DUANE PETERS


THE MASTER OF DISASTER!

DUANE PETERS is a Californian punk rock warlord and skate punk legend. Whether he was world famous winning skate comps in the 1980s or later on rocking with his various bands like the U.S. BOMBS, DIE HUNNS or the DUANE PETERS GUNFIGHT, Duane has always skated and rocked hard and reckless. Duane sums up everything about Californian skate punk and all here at Vive Le Punk and Big Cheese magazine salute the dude. What follows is a Big Cheese interview Eugene El Prez did with Duane from Big Cheese's archives back in
1997. Fuck yeah maannn!!!!!!!



THE LIFE AND DANGEROUS TIMES OF DUANE PETERS

DUANE PETERS IS THE MAN. HE’S ALSO A SKATEBOARDING LEGEND. A SPONSERED PROFESSIONAL SKATEBOARDER FOR OVER 20 YEARS, HE INVENTED MORE TRICKS THAN HE CAN EVEN REMEMBER AND VIRTUALLY DEFINED VERT SKATING IN THE LATE 70’S AND 80’S.
FIRST EVER TO THE FULL LOOP (LOOP OF DEATH), HE RIPPED APART POOL COMPETITIONS AT A TIME WHEN THE COMPETITION CONSISTED OF THE ALVAS, ALBAS AND ALAN ‘OLLIE’ GELFAND.
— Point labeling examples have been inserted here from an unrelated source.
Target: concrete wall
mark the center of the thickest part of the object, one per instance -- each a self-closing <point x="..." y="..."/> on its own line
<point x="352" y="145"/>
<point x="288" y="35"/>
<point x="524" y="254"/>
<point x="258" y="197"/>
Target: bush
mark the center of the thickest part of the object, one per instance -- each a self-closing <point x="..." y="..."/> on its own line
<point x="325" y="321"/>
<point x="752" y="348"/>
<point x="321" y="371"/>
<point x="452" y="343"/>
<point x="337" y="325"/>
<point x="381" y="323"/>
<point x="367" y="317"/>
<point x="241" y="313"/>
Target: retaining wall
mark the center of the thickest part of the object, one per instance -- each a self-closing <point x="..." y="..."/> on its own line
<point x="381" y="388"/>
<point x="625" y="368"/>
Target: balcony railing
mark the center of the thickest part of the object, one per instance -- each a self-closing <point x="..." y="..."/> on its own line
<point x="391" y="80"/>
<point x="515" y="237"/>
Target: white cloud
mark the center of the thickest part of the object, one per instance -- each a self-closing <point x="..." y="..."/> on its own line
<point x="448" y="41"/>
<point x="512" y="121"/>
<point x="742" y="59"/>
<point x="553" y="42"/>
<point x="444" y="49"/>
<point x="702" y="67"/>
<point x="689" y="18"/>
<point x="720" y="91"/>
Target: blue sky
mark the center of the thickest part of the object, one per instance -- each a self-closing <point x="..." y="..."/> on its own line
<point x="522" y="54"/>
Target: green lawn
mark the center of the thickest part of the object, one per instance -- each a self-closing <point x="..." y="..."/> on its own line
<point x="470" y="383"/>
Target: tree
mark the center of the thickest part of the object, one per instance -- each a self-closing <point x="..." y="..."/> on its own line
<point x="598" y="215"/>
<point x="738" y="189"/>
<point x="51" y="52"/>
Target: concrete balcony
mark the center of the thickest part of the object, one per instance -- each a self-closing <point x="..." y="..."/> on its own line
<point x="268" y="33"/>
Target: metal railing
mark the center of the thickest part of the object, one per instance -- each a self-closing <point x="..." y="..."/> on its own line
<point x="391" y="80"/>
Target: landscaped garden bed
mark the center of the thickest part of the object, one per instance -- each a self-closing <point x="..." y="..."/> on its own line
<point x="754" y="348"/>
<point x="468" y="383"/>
He’s been shot, stabbed, fucked up along the way, ripped off by the skate industry, but he still doesn’t give a fuck. He skates hard and lives it every day. He’s stayed true and lives for skating now as much as he did more than 20 years ago. The term ‘keeping it real’ was made for Duane Peters. He currently has 3 boards out on Milwaukee’s Beer City Skateboards and has just toured the UK for the first time with his old-skool styled West Coast punk band The US Bombs, who are signed to Tim Armstrong from Rancid’s Hellcat Label.

Duane was one of the first skaters to ditch the California surfer look way back in the day and get all punk rocked up (probably helping to invent the term ‘skatepunk’ along the way) and it’s been a long, crazy outta control ride ever since. It was a real privilege to meet one of my heroes from the pages of Skateboard magazine and Duane didn’t let me down. He was real cool.
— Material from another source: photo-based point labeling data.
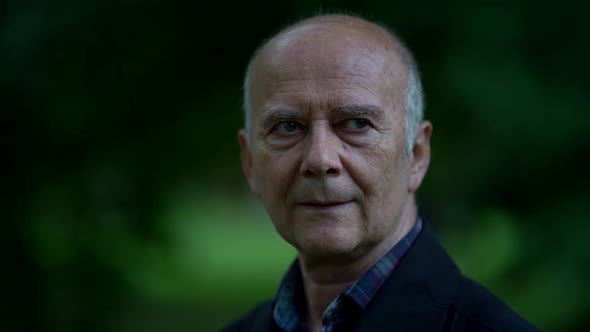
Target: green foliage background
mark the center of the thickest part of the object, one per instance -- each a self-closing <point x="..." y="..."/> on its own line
<point x="125" y="207"/>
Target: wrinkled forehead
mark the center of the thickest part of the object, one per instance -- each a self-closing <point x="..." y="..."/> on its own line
<point x="327" y="50"/>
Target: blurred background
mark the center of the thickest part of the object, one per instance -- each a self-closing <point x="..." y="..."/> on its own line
<point x="124" y="205"/>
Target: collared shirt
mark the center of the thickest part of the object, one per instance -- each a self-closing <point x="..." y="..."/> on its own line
<point x="290" y="298"/>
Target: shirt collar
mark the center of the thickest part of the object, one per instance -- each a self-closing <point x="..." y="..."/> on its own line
<point x="291" y="294"/>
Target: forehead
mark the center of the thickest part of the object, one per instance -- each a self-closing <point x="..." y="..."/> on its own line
<point x="333" y="60"/>
<point x="323" y="51"/>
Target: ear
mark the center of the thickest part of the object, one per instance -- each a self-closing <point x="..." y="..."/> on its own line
<point x="246" y="158"/>
<point x="420" y="158"/>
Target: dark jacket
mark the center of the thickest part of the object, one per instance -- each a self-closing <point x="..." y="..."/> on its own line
<point x="425" y="292"/>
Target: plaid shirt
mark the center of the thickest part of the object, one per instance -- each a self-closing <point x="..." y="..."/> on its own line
<point x="347" y="305"/>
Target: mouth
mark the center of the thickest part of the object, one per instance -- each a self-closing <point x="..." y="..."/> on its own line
<point x="323" y="205"/>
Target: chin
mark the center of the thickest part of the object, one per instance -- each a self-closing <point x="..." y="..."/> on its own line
<point x="325" y="244"/>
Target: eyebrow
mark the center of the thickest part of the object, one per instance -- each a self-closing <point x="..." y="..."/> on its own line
<point x="355" y="111"/>
<point x="275" y="115"/>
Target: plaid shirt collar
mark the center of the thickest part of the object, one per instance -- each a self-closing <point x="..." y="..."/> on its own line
<point x="348" y="304"/>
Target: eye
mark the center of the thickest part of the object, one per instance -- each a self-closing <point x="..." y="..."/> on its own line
<point x="356" y="124"/>
<point x="286" y="127"/>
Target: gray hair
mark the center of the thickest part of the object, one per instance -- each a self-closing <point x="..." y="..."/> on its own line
<point x="414" y="95"/>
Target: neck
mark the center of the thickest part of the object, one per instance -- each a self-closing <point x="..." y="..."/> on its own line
<point x="324" y="281"/>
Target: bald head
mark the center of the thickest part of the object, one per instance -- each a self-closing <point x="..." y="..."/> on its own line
<point x="323" y="45"/>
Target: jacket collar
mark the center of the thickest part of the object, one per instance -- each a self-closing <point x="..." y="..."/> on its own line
<point x="418" y="293"/>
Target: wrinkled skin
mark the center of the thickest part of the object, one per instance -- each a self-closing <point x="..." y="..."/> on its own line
<point x="326" y="155"/>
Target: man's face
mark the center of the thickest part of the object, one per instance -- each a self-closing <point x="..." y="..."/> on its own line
<point x="326" y="153"/>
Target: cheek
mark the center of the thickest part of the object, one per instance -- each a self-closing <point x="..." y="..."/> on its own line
<point x="275" y="173"/>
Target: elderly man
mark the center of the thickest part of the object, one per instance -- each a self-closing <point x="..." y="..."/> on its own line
<point x="335" y="147"/>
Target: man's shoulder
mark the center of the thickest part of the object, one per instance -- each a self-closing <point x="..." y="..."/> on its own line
<point x="259" y="319"/>
<point x="475" y="308"/>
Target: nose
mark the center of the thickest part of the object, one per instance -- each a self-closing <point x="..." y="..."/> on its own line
<point x="322" y="153"/>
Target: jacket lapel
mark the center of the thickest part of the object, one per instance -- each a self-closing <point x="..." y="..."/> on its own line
<point x="417" y="295"/>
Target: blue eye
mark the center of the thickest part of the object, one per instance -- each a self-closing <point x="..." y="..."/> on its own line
<point x="286" y="127"/>
<point x="356" y="124"/>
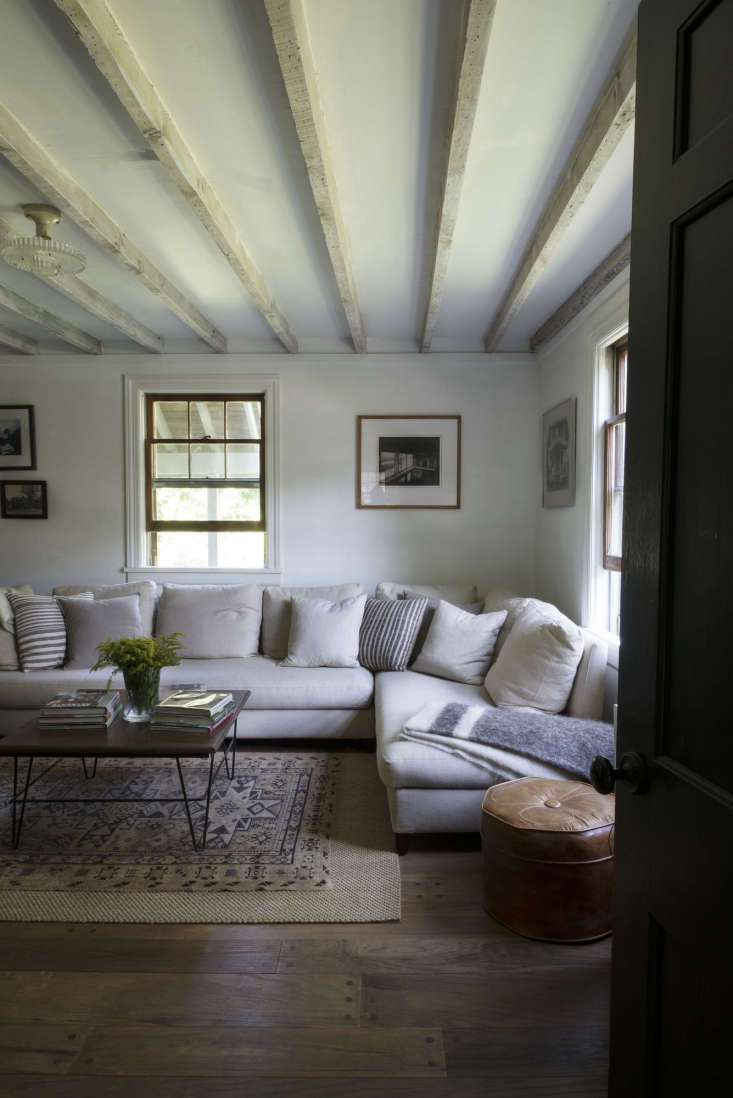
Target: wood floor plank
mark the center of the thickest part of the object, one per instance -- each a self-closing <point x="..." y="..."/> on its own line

BC: So how was it skating back in the old days? It must have been a magical time.

DP: It was cool for me. It was really great when I got on Santa Cruz with Steve Olsen and Steve Alba, we kinda fuckin’ just took everyone on and nobody fucked with us, and we fully loved it like that. We were down with punk rock and you better not fuck with us. Everybody were robots, the Varibots (Variflex), the Powell guys, we laughed at all of them. We got through it and never fell into the industry crap. I still talk to Olsen. When I was leaving we were trying to hook up for a session and when I get back hopefully we’re gunna, but Alva, he’s still skating good, Salba was still ripping so it’s like fucking cool. I’ve got a good crew, and now that the Vans park is open we’re set. We skate Chicken’s pool, drain it and really get into it. We’ve got a couple of mini ramps.

I’ve got a boy that’s 14, a boy that’s 12. Both my sons skate, both are in punk rock bands, both are A-students. My 18-year-old nephew sings in a band called The Worthless and he skates. It’s really cool ‘cause I didn’t make any of them do any of it. They’ve just fallen into it.
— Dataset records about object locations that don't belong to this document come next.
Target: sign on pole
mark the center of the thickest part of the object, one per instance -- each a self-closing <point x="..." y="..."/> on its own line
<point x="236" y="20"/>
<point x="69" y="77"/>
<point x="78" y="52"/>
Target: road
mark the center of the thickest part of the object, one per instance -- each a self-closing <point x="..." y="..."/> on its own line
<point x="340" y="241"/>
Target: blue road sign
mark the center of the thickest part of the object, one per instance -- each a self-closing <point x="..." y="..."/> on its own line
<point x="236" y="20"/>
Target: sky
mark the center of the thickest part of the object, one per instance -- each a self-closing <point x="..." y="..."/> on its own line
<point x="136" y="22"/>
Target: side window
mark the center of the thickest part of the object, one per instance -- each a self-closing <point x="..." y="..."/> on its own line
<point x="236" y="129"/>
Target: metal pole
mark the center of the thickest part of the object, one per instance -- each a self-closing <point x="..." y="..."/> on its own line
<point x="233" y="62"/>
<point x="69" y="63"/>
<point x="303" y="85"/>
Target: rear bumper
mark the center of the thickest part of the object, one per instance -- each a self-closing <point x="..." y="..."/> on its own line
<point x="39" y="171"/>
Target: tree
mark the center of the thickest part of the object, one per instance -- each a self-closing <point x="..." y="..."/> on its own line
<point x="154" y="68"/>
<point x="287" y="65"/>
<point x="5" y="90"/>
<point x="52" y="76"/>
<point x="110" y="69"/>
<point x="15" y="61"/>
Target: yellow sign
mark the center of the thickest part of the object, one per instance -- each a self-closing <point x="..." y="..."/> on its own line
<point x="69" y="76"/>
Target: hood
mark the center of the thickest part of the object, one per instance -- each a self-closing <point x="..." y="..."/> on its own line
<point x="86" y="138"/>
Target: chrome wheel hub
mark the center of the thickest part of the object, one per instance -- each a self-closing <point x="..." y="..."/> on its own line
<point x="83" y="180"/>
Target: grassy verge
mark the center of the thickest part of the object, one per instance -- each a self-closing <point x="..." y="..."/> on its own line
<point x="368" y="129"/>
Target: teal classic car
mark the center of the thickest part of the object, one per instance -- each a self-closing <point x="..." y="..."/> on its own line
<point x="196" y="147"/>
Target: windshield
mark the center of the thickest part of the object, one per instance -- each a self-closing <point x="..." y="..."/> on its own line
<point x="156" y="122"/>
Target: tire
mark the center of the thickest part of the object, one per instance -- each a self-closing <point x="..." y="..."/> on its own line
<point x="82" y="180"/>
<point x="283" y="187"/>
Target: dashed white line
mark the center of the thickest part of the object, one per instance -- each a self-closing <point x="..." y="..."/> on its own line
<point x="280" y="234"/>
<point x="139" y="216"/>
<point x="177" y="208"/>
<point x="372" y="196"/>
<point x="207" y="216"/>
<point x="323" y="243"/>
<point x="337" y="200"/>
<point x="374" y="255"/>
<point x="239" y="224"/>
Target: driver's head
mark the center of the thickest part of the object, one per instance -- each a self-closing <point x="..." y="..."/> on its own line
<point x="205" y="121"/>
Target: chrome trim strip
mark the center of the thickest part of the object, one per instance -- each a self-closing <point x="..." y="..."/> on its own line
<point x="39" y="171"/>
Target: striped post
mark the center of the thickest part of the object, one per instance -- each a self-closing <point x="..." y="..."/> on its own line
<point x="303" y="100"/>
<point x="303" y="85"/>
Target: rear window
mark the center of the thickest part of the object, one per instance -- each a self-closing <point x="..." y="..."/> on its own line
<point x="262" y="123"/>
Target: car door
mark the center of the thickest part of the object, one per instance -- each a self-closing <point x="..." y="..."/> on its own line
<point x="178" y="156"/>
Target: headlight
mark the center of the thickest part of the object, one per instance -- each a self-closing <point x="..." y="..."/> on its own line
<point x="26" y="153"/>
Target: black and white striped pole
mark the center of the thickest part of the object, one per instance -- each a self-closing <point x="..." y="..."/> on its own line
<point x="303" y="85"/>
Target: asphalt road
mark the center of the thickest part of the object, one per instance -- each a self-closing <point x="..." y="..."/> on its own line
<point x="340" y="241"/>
BC: So what tricks did you invent?
DP: Oh I dunno, a bunch of slides, the lay back rollout. I did the full loop 20 years ago. It really amazes me that Tony Hawk (who also recently did a full loop) came up with the same dimensions as me. He’s a computer fuckin’ wizard and that fuckin’ idiot (he’s so) worried about trying to hide and make himself look like the first one to do it. If he asked me I would have told him that he should make the pipe 18 feet, you know like 4 feet bigger would have done the shit. I don’t like to talk to that guy. I have nothing in common with him and he’s a total screwy.



BC: What matters more in skating, style or technique?
DP: Style and aggression. I like to do tricks too and probably have about 12-14 tricks I made up behind me. I don’t really give a fuck what anyone’s doing. I pick up my board because I don’t want to go to the gym, I don’t want to be a fat pig and I’ve been skating my whole life. The only thing that makes me feel good about myself is to skate, fuck my chic play punk rock. It’s the only things I live for.

BC: What’s the best skating you’ve ever seen?
DP: Oh shit, who’s my favourite skater right now? I change ‘em all the time. But I guess Chris Senn. I he’s a really great all-round skater. I’d probably go with him as my favourite skater.

BC: Did you ever make any money in skateboarding?
DP: No we didn’t get a lot of money. We didn’t sign contracts-they burned us. Yeah you know it was a family thing and we never got sales statements. They would buy me a bottle. I lived in garages. I did TV interviews and they couldn’t believe I didn’t own a car. I had bought all my band their equipment because I felt guilty having any money at all. I’ve been playing music since I was 17 in punk rock bands ya’ know so...it aint been about that anyway. It would be fuckin’ nice buy ya’ know, c’mon. If you’re about something else I think you’re gunna let yourself down I’ve been doing it for so long that I mean, I had nothing for so long. That’s why my band grows so slowly because we’ve all had nothing and we’ve never got anything from punk rock. All those other bands laugh at us because we don’t know how to do our taxes. We’re all bullshitting around and fuckin around and they don’t understand why we’re not paranoid. We’re just like we’ve never had anything so any little thing to us is great. We’re over here in England. We’ve all been playing music for 20 years, none of our guys except Jonny now who is in a band (he’s been in a couple over here) and Chip my  drummer’s been over here. But me, Kerry and Wade have never been over here.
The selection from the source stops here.